6 thoughts on ““You can lead a cardiologist to water but, apparently, you cannot make him drink”

  1. Carolyn —

    This is, of course, very disturbing information. One has to wonder why “scientists” — as doctors are trained to be — ignore evidence-based medicine.

    After three stents — one which didn’t work and had to be redone, one which was botched and an artery was nicked, and one which may have caused a heart attack — I have to wonder about interventional medicine.

    I would note that the emphasis on the articles is on taking drugs as being a better idea than stents — what ever happened to lifestyle changes as the most important thing one can do? Isn’t this part of the Big Pharma scam also?


    • Good point, Steve. If I were a skeptic (who, me?) I’d wonder if the Big Pharma manufacturers of statins, beta-blockers, ACE inhibitors and diuretics were somehow connected to this JAMA report. I’d also wonder if, once cardiologists have embraced new technology/devices/procedures, they may feel reluctant to suddenly stop doing them (like admitting that all those things may not have been necessary after all?) And patients tend to truly believe that more is better when it comes to medical procedures – particularly when it comes to vital organs like our hearts.

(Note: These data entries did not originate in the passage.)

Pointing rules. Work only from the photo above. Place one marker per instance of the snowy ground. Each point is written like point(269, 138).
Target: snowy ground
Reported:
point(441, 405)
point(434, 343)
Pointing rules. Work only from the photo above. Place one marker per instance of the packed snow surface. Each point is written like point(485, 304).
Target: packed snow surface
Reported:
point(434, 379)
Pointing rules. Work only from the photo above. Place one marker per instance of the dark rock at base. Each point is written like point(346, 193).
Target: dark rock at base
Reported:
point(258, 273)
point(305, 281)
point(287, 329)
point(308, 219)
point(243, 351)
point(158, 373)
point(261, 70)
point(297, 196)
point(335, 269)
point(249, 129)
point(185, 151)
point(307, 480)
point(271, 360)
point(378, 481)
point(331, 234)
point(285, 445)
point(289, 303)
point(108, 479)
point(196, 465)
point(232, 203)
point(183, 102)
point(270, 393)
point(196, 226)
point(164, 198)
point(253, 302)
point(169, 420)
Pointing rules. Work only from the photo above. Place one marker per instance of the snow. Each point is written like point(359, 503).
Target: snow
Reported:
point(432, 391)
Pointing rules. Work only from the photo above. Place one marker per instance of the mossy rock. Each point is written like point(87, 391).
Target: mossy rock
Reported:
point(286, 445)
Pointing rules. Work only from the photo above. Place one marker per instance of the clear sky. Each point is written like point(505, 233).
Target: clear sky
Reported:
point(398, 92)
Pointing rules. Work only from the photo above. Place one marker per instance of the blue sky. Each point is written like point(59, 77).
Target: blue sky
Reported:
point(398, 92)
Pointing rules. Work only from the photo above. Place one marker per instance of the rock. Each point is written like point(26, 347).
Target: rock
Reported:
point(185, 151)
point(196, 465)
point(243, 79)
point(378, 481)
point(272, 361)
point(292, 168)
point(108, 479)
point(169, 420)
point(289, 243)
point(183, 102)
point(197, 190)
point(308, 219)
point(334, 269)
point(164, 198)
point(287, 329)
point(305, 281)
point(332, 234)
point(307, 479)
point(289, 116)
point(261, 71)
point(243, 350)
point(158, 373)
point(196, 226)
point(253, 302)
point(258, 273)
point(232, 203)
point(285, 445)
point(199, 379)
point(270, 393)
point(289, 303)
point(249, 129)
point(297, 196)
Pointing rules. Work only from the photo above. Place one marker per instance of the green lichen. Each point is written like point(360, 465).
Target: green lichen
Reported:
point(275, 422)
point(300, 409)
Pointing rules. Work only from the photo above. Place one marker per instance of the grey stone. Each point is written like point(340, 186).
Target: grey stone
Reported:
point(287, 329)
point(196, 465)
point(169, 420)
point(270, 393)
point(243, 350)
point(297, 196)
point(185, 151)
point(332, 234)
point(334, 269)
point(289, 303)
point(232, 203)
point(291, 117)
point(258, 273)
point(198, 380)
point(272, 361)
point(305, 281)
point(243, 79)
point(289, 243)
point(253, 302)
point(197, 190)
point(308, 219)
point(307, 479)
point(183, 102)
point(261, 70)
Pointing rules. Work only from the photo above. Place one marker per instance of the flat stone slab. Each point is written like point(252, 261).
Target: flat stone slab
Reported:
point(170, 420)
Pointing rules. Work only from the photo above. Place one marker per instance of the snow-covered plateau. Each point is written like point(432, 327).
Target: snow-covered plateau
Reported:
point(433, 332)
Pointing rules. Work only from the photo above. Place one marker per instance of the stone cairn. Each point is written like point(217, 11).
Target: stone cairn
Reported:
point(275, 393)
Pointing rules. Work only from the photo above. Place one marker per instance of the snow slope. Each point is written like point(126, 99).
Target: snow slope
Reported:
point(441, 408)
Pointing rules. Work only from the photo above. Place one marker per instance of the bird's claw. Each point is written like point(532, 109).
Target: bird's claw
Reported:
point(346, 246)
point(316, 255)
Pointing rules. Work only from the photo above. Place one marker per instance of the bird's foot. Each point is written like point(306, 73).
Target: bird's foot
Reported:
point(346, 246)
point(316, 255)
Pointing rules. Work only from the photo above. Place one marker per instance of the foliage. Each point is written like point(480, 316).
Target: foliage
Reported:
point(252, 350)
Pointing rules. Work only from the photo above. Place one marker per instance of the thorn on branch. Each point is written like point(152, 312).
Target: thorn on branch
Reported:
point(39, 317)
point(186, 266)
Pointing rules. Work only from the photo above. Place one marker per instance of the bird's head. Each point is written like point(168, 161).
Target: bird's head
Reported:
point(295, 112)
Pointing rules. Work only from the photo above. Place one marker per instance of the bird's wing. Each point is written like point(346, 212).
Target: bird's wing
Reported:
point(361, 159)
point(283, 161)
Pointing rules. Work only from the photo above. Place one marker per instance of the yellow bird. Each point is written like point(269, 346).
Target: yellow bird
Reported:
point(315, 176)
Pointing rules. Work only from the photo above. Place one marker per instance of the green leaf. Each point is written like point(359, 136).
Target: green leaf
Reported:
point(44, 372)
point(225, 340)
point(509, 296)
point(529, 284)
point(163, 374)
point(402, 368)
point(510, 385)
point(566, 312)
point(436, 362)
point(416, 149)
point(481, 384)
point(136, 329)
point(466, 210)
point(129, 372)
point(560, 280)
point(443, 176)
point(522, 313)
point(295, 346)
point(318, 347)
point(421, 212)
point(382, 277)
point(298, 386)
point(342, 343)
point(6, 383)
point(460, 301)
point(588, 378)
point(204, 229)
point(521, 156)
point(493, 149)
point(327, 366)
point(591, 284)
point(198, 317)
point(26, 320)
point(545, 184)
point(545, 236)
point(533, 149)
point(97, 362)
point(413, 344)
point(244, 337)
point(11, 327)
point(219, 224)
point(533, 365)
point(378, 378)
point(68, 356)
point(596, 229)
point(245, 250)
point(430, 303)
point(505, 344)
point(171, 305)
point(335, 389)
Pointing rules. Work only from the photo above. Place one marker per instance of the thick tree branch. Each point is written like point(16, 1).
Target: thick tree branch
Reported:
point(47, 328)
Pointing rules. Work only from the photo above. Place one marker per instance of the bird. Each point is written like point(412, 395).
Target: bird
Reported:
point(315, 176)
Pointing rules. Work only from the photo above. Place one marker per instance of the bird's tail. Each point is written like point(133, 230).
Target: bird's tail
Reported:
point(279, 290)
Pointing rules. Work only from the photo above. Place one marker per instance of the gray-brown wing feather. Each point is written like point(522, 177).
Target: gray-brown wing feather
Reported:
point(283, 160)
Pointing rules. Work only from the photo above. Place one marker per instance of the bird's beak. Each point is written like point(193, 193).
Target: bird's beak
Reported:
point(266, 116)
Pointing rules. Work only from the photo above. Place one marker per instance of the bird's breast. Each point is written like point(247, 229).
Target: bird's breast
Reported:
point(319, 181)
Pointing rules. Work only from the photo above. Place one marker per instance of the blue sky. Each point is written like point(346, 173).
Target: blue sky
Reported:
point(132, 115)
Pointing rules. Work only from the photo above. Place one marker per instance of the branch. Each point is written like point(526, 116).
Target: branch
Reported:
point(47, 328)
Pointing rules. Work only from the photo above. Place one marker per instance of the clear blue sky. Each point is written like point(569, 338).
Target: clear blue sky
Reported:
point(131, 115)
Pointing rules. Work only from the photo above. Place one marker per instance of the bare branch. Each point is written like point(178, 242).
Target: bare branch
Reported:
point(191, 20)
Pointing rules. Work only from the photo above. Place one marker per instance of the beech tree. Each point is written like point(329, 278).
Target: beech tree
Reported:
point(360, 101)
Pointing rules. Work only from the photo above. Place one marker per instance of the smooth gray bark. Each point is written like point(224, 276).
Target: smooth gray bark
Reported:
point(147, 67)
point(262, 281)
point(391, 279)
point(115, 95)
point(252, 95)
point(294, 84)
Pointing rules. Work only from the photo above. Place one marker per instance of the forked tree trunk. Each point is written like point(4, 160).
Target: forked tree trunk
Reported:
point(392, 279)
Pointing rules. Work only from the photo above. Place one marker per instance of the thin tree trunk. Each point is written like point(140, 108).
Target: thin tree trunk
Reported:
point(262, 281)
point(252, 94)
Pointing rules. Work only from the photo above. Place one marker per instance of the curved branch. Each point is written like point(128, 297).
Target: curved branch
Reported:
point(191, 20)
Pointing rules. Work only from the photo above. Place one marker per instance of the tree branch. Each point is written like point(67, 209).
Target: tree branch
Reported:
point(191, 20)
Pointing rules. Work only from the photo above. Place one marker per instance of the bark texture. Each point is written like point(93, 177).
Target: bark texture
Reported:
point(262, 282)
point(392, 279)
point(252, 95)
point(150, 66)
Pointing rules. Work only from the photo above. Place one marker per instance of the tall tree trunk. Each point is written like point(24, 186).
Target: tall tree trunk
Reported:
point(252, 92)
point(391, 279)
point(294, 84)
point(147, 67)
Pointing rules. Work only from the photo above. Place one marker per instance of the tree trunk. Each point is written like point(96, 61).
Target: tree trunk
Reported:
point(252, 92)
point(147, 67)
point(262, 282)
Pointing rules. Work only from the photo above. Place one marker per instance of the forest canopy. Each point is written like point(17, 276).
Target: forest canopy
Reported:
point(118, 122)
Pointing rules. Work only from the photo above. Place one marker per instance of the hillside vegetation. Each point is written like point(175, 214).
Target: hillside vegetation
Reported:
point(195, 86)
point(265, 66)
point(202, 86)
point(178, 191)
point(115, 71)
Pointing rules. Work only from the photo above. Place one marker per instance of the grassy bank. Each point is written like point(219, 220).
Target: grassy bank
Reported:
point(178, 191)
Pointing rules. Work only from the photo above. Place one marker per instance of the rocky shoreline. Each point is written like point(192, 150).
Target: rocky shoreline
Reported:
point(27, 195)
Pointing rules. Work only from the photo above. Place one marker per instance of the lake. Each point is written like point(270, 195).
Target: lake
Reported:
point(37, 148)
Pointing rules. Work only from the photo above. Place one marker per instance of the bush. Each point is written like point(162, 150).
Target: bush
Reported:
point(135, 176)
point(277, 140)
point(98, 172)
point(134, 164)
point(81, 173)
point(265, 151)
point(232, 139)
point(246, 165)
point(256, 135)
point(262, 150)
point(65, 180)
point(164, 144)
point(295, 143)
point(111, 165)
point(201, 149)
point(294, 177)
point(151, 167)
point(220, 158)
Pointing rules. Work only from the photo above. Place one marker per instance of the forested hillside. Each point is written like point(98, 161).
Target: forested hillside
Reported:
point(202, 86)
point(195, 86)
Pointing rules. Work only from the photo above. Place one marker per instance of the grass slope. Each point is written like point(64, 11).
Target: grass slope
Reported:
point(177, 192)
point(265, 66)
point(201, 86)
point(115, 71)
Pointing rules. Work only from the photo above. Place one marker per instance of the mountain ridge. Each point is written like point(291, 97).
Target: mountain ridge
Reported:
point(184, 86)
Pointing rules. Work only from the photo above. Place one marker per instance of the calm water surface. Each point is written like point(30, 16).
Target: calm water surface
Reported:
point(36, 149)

  2. Yes there is a problem. Doctors are rewarded for expensive procedures, many patients like technology and lawyers rarely sue for “not doing something”. Articles like this hopefully educate the public that some medical technology is a bit like the emperors new clothes.

    Lifestyle measures need to be number one in what is largely a lifestyle condition. Medications are number two, and intervention is for the minority who actually need it and will benefit.


    • “…Lifestyle measures need to be number one…”

      But doesn’t this trend towards marketing-based medicine favour the passive patient whose preference is to meekly accept the prescription or procedure offered, not necessarily the one who will embrace exercise, healthy diet, stress reduction and other lifestyle improvements?


  3. Procedural specialists earn more than medical practitioners who don’t perform procedures. It’s as fundamental as that.

    I was a Registered Nurse, with considerable experience in a cardiothoracic unit. There is often a competitive, ego-driven culture between cardiologists and cardiac surgeons.

    These days, I’m a natural medicine practitioner. I’m still waiting for the day when the risks associated with any number of so-called scientifically evaluated and validated medical drugs – some of them potentially life-threatening- are called something other than the innocuous blanket term of ‘side-effect’.

    If I – and my peers – prescribed herbal preparations or gave acupuncture treatments which caused the following significant health concerns, or for which we charged our patients many thousands of dollars – there’d be a public outcry:
    – deafness or tinitus- a common IV antibiotic, and any number of other drugs
    – bone marrow suppression – many drugs
    – myocardial failure – a class of chemotherapeutic agents {oncological drugs}
    – kidney disorders or haemorrhage – certain over-the-counter NSAIDS { non-steroidal anti-inflammatories }
    – psychosis – certain antimalarials
    – peripheral neuropathy { nerve damage} – certain chemotherapeutic agents { oncological drugs}

    I think it’s time we each asked of our medical practitioners: “Can you still promise me that your abiding commitment to me is that you will -as Hippocrates advised- first do no harm?”


    • Hi Margi,
      Every drug – and every supplement – carries side effects. The question in evidence-based health care has always been: does potential good outweigh potential harm? This is true whether it’s a herbal supplement, an expensive drug or an invasive procedure like implanting cardiac stents.